The warrants also show how St. Petersburg police are building the case against Jordan. Investigators got a judge to allow them to seek information from his car's crash data recorder, samples of his blood and urine and his cell phone records.
Police want to use the crash data to find out what the driver and vehicle were doing before impact; they want to use his blood and urine to determine whether he was impaired; and they want to use his cell phone to locate witnesses who might have seen Jordan drinking or using drugs.
Jordan faces four counts of DUI manslaughter in the deaths of Elroy McConnell, 51; and sons Elroy III, 28; Nathan, 24; and Kelly, 19. Police said they were having a family reunion in Pinellas County.
Jordan is accused of speeding through a red light in his 2001 Chevy Impala and broadsiding the McConnells' 2010 Ford Fusion. Jordan was headed south on Dr. Martin Luther King Jr. Street N about 12:46 a.m., police said, when he struck the passenger side of the Fusion as it headed west on 22nd Avenue N.

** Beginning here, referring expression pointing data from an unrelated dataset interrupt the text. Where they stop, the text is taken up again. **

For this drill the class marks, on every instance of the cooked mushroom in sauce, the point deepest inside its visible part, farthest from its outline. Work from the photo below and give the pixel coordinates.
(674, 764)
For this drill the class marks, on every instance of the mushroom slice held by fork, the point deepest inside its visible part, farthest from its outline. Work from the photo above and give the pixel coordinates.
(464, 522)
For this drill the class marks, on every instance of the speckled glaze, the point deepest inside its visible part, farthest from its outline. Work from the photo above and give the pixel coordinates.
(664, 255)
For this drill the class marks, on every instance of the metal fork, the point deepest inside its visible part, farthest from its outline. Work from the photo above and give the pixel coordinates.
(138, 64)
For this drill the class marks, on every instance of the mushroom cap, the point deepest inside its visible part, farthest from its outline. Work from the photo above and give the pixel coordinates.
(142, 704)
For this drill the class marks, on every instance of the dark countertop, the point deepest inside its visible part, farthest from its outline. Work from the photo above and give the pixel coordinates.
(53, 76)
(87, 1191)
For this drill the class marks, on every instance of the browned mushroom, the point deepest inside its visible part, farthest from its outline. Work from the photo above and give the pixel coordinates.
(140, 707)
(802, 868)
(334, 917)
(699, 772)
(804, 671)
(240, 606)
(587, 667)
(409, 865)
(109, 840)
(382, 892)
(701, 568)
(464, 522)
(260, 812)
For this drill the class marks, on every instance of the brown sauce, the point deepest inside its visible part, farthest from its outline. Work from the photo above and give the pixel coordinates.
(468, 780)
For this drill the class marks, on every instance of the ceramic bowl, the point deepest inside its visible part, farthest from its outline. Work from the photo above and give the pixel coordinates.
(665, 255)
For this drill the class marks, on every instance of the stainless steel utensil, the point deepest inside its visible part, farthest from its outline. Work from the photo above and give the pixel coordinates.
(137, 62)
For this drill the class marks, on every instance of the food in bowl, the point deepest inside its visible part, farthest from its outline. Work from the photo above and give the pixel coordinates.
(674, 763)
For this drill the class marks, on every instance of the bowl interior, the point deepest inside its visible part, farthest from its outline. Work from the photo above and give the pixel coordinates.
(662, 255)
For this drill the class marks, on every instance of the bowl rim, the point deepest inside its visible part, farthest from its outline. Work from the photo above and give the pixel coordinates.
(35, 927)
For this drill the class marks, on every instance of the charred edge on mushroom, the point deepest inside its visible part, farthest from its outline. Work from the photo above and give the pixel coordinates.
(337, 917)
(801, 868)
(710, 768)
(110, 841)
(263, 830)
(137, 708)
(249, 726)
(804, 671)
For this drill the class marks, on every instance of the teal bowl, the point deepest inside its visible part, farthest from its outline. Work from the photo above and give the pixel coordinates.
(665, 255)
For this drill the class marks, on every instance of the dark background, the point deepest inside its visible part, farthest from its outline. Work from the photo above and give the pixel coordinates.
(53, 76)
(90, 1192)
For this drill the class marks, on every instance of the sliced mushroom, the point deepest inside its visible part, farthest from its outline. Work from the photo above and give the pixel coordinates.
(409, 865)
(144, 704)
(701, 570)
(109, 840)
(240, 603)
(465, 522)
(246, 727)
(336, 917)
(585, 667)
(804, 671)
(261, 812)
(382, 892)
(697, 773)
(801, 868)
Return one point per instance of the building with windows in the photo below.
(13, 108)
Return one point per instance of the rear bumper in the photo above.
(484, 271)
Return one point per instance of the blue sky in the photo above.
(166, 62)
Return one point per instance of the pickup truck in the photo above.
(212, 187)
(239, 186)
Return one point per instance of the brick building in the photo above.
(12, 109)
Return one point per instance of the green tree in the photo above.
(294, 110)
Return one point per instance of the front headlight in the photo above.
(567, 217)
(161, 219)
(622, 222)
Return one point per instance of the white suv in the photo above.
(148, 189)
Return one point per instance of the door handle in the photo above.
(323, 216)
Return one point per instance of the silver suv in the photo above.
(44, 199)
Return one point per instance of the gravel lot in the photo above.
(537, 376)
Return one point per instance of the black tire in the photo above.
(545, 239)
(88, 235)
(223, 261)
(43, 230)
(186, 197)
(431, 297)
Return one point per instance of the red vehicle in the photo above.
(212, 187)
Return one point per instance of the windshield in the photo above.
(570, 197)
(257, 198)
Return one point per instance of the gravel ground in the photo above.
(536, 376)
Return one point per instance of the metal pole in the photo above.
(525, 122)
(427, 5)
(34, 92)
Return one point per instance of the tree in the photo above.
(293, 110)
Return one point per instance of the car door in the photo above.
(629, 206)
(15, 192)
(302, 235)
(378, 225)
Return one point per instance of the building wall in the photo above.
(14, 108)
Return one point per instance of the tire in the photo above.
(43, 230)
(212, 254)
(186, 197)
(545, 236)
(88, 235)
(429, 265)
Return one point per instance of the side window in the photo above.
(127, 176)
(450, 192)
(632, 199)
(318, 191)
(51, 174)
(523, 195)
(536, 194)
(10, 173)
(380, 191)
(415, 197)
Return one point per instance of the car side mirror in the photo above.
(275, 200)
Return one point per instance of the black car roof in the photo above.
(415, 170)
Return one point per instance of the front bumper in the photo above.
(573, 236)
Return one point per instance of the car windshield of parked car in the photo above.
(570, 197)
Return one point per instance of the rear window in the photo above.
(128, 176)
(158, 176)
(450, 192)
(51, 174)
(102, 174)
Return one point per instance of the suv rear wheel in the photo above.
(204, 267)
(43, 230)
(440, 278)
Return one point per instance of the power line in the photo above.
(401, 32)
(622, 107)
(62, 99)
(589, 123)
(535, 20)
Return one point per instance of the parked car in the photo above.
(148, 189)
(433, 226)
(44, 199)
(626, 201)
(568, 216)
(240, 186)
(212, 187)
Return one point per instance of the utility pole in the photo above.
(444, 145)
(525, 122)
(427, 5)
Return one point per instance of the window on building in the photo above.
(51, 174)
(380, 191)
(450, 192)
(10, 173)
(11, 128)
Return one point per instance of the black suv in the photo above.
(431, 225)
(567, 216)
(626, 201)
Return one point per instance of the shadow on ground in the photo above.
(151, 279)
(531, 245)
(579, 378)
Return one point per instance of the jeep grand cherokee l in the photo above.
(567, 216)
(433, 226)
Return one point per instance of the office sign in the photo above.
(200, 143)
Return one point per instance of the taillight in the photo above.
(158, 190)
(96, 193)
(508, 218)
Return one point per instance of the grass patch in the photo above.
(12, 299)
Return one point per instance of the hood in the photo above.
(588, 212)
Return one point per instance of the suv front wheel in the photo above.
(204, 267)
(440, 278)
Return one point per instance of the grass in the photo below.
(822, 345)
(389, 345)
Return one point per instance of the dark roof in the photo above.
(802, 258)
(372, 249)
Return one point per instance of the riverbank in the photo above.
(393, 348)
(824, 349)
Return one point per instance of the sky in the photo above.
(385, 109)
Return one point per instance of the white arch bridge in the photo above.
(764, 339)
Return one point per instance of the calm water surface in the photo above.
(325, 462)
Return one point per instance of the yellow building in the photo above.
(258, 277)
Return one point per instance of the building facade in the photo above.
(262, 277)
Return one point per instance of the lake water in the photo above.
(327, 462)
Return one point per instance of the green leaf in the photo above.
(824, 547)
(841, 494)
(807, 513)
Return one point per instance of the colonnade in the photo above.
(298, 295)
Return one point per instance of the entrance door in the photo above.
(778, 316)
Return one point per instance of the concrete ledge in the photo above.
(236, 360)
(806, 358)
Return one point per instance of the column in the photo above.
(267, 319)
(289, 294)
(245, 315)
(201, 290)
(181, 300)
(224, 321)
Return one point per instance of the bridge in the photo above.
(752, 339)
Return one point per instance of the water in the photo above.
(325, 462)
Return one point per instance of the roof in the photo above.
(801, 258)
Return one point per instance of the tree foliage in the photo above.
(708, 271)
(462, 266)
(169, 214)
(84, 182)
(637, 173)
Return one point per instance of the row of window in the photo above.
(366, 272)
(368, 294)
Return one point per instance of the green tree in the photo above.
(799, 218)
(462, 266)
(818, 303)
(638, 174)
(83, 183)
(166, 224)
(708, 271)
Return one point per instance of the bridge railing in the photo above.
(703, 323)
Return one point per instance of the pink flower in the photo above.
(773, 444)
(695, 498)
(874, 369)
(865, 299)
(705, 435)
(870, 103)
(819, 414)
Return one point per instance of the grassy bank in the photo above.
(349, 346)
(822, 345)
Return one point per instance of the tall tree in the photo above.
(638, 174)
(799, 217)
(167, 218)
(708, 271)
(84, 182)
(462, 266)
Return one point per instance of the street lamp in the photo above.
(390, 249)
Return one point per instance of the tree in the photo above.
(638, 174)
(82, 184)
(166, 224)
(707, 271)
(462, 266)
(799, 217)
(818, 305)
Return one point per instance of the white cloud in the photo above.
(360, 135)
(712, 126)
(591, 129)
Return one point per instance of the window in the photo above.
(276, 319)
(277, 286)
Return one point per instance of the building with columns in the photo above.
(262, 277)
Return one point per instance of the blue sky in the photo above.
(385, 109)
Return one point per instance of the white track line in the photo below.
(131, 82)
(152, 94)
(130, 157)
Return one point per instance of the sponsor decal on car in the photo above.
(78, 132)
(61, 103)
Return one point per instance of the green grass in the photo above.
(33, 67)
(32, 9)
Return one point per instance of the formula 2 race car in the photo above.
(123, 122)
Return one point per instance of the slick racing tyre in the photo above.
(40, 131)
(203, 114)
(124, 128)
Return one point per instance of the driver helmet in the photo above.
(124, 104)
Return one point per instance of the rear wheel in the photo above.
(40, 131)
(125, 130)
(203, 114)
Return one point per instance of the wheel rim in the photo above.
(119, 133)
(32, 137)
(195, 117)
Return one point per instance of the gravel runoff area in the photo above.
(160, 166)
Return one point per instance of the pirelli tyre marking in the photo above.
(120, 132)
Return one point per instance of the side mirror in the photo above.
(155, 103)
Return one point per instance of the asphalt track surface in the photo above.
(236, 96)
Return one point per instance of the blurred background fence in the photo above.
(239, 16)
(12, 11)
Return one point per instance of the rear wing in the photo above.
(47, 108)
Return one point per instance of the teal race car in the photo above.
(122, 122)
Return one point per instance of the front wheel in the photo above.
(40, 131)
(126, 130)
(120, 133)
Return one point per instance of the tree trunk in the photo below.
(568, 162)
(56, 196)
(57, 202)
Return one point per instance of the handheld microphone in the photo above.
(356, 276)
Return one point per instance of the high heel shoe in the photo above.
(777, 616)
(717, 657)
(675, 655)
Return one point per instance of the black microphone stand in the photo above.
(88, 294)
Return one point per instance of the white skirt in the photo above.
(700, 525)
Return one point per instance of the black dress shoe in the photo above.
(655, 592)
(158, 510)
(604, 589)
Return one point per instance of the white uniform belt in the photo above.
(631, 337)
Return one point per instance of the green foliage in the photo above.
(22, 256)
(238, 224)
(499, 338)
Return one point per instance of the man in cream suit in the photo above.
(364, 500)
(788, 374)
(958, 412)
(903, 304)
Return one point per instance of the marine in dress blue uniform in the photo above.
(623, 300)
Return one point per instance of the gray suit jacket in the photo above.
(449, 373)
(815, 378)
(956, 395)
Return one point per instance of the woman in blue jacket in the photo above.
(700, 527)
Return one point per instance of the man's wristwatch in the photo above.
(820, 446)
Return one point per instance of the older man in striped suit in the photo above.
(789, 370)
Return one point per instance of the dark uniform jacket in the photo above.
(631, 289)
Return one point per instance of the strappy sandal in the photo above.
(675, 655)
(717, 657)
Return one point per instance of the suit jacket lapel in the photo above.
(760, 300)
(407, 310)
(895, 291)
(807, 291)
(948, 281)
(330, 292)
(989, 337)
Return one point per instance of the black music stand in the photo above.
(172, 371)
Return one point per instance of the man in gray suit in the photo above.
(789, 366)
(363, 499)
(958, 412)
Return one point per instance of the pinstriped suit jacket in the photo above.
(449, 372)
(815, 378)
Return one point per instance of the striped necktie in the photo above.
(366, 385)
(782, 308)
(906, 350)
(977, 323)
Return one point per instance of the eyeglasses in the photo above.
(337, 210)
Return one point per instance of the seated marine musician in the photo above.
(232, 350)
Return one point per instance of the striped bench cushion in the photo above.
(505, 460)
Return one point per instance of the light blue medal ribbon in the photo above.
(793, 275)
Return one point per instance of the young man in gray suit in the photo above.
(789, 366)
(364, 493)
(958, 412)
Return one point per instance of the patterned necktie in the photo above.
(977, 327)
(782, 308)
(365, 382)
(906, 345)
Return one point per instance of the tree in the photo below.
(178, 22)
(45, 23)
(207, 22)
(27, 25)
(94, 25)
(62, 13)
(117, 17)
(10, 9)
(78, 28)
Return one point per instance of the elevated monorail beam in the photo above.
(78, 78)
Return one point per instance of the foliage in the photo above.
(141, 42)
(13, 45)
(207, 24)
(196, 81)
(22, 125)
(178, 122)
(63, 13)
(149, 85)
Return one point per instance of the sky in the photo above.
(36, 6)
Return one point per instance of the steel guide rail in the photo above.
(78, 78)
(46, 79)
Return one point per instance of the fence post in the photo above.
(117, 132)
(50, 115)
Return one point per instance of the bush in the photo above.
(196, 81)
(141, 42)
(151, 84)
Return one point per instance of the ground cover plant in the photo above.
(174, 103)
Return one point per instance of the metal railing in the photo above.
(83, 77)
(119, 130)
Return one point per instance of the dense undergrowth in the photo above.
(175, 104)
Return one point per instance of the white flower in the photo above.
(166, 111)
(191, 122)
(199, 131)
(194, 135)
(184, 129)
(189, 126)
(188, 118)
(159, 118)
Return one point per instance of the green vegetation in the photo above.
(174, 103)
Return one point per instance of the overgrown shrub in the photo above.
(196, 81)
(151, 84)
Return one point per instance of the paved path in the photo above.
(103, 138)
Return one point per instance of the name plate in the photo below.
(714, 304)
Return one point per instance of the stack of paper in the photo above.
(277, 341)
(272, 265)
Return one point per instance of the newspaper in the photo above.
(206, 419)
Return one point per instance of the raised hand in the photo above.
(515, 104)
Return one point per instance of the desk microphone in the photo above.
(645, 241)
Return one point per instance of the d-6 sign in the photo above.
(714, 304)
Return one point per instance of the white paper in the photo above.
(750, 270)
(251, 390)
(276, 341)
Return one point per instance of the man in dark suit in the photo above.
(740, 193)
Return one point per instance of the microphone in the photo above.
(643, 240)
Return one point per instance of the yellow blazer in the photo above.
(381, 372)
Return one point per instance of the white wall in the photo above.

The speed limit at the intersection where the McConnells were killed is 35 mph. But witnesses estimated that Jordan was doing more than 80 mph.
The crash data recorder should reveal two things: how fast he was going and what he was doing just before the crash, according to St. Petersburg police Lt. William Korinek, head of the traffic section.
"It usually gives us a snapshot of the seconds and minutes prior to impact," he said. "It can give us things such as speed, and whether the brake was applied or the gas."
The 0.154 blood-alcohol content reading was from a sample of Jordan's blood taken by the hospital for "medical diagnosis."
But that isn't the blood-alcohol level that will be used against him in court. Those readings will be taken from other blood and urine samples the hospital took from Jordan that night. Those test results aren't back yet. But the hospital's sample is a good indicator of what the other samples will reveal, Korinek said.
Jordan's arrest after the crash, police said, was based on signs that he was intoxicated, and statements that officers said he made admitting that he was drinking and smoking drugs that night.
After the crash, police said, they found an empty can of Four Loko caffeine-fueled malt liquor in Jordan's car. The warrants reveal that they also found a bottle of New Amsterdam Gin, a small amount of marijuana and a marijuana cigar in the car. After the crash, police said Jordan told them he was mixing the gin and Four Loko.
The warrants also revealed that Jordan's passenger, cousin Mario Robinson, 20, suffered a broken thigh and lacerated spleen. He was released from Bayfront Medical Center on Saturday.
Jordan is being held in the Pinellas jail in lieu of $220,250 bail. He also faces charges of DUI resulting in serious bodily injury and misdemeanor possession of alcohol by a person under age 21.
He turns 21 today. He has pleaded not guilty to the charges.